Так завершился мучительный эпизод ранней истории Западного Берлина, и мы можем по-разному расценить его значение для современников. Разрыв, который усматривали некоторые между модернизирующимся, расширяющимся и восстанавливающимся городом и следами проигранной войны, говорит о том, что, по крайней мере отчасти, стремление убрать айхкампские могилы коренилось в попытке «приручить», «одомашнить» опыт войны, переместив ее самые заметные и мучительные следы в более укромное место. В этом смысле победа городских властей в Айхкампе подтверждает мнения разных комментаторов, от Арендт до Зебальда и с 1950-х гг. по сегодняшний день, что восстановление – во всех многочисленных смыслах, которыми оно было нагружено, – жители Западной Германии ставили выше, готовности посмотреть в лицо горестным последствиям войны и массовой смерти. Но, хотя об этом не говорилось прямо, в центре айхкампской проблемы стоял вопрос о «правильном» месте мертвых после катастрофического опыта нацизма и войны, в контексте восстановления и «присоединения к Западу» – экономического и идеологического.

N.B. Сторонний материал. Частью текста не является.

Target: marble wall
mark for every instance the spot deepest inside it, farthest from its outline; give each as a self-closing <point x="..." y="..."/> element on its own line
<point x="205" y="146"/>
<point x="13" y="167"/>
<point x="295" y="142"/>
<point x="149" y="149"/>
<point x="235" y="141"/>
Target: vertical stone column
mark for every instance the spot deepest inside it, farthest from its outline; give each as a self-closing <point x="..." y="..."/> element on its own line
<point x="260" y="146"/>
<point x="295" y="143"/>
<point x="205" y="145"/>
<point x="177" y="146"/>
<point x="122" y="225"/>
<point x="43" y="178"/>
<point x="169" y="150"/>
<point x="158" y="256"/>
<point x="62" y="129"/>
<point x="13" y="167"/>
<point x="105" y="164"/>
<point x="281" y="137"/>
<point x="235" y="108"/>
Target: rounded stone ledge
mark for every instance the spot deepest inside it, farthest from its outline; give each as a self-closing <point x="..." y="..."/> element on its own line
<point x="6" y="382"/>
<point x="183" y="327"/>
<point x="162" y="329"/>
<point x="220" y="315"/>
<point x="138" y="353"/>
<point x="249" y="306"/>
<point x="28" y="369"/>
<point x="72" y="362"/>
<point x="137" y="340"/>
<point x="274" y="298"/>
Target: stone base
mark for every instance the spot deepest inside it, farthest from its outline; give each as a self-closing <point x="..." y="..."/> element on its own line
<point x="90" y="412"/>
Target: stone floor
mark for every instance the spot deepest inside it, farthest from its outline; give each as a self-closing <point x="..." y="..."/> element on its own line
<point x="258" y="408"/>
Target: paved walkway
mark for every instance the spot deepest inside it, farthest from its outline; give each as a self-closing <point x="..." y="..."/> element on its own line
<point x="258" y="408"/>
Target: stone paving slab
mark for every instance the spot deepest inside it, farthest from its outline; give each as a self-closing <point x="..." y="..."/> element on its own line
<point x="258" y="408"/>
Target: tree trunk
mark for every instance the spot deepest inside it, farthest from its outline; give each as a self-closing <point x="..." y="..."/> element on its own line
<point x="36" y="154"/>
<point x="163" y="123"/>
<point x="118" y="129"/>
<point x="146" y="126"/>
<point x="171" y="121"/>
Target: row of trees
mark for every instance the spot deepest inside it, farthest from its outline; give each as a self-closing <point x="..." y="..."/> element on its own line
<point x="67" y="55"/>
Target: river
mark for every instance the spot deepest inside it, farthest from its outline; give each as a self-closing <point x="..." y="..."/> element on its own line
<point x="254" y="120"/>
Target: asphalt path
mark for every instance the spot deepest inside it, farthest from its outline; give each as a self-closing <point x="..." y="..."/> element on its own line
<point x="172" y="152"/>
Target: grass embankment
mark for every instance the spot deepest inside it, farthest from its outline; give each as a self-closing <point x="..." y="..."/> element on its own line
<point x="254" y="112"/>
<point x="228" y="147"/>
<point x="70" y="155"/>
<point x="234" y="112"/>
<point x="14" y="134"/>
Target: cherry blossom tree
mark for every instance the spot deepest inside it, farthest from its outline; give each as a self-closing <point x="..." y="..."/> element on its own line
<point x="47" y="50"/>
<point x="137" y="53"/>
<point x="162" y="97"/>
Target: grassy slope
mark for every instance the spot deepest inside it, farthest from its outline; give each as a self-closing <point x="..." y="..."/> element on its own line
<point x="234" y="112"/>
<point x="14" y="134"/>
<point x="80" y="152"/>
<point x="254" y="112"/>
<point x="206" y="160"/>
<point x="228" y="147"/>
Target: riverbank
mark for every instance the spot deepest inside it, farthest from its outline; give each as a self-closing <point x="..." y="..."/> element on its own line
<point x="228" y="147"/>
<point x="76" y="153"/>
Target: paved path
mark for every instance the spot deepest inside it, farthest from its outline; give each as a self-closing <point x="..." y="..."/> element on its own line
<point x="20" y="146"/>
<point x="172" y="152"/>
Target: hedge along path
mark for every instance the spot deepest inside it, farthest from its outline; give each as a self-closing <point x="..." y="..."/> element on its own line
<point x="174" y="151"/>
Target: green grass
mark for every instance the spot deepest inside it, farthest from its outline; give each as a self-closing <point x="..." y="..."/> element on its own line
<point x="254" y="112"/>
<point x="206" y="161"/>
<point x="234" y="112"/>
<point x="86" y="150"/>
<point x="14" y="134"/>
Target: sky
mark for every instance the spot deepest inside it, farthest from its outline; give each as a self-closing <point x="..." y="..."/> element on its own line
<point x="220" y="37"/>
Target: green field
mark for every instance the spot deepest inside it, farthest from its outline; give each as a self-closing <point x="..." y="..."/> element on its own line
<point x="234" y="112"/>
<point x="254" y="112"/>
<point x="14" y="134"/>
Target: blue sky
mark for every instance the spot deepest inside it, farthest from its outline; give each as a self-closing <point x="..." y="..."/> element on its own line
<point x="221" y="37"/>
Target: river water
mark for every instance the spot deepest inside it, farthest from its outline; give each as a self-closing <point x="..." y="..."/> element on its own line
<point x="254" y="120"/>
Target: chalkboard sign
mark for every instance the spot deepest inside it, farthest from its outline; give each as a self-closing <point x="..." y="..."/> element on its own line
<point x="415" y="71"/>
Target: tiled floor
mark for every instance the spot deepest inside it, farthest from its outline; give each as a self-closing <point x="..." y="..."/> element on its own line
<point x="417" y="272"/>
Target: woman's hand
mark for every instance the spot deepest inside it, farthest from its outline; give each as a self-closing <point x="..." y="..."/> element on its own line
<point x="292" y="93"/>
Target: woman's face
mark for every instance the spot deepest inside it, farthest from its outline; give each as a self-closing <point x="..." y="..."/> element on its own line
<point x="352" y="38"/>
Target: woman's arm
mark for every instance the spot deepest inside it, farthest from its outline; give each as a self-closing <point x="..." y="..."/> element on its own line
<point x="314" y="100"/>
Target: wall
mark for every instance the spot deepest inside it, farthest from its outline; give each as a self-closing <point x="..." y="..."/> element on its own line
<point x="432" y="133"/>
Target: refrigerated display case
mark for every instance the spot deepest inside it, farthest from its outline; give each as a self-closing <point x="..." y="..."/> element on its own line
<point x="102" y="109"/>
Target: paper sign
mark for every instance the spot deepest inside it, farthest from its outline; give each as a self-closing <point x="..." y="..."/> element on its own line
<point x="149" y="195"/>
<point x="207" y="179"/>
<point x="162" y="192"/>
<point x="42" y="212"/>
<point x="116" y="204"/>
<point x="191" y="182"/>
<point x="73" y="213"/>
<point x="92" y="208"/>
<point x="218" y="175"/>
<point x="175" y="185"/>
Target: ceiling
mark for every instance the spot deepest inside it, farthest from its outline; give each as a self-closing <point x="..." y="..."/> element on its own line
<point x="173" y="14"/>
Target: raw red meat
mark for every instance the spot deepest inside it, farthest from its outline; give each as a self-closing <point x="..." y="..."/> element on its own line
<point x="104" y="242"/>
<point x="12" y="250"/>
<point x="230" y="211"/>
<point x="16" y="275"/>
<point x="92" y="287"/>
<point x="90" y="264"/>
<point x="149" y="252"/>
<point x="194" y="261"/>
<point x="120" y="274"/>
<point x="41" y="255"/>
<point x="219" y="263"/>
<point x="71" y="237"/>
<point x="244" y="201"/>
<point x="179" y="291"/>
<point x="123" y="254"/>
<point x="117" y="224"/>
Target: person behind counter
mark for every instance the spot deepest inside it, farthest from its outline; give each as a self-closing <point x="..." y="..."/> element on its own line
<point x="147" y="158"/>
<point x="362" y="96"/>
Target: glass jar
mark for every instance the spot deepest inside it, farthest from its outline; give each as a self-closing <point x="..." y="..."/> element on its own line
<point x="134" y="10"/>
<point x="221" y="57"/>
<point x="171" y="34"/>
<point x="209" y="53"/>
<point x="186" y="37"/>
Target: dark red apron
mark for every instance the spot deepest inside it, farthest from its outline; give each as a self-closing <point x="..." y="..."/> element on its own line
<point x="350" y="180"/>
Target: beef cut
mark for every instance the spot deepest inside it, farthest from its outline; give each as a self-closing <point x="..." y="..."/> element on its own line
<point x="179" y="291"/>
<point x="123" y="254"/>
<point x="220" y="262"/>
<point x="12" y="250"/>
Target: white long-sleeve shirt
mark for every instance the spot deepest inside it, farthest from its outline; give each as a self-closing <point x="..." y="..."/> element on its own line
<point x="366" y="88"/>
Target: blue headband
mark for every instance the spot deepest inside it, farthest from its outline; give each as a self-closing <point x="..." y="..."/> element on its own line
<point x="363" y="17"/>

Историки ранней Федеративной Республики долгое время были склонны называть ее жителей аполитичными и пассивными, ничего так не желающими после 1945 г., как вернуться к пресловутой «нормальности». Многие исследователи старшего поколения, исходившие из тезиса о Sonderweg [нем. особом пути] и вообще из модернизационных теорий, считали, что умеренный консерватизм Западной Германии 1950-х гг. был более или менее укоренен в процессе политического и экономического восстановления после ненормальных условий диктатуры и войны. Однако начиная с первопроходческой работы Лутца Нитхаммера о послевоенной памяти рурских рабочих[829]историки все чаще фокусируются на том глубоко дестабилизирующем процессе, который вызывала устанавливающаяся «нормальность», рассматривая историчность, сконструированность и непредвиденность послевоенных «ощущений [sensibilities] нормальности»[830]. История с Айхкампом вполне ясно показывает, что нормальность была не столько неизменным условием, сколько постоянно меняющейся целью, чем-то, что подлежит установлению, определению и обсуждению. Ее достижение было способно привести к значительным разногласиям. В этом смысле событие на кладбище Айхкампа обозначало этап в продолжающемся – и притом глубоко политическом – процессе установления и переустановления нормальности в новых контекстах. Это заставляет нас серьезно отнестись к роли эмоции, чувства (sensibility) и этики в процессе превращения опыта войны в память о войне[831]. Деревянные кресты Шиллинга, уход за могилой Кюммеля, кампания Элли Бартель в защиту права ее умершего брата покоиться с миром, поездки Народного союза к захоронениям – все это было выходом для скорби, однако глубина этой скорби и ее свойство вырываться на, казалось бы, безмятежную поверхность политики и повседневной жизни говорят о том, насколько трудно давалась трансформация опыта войны в память о ней.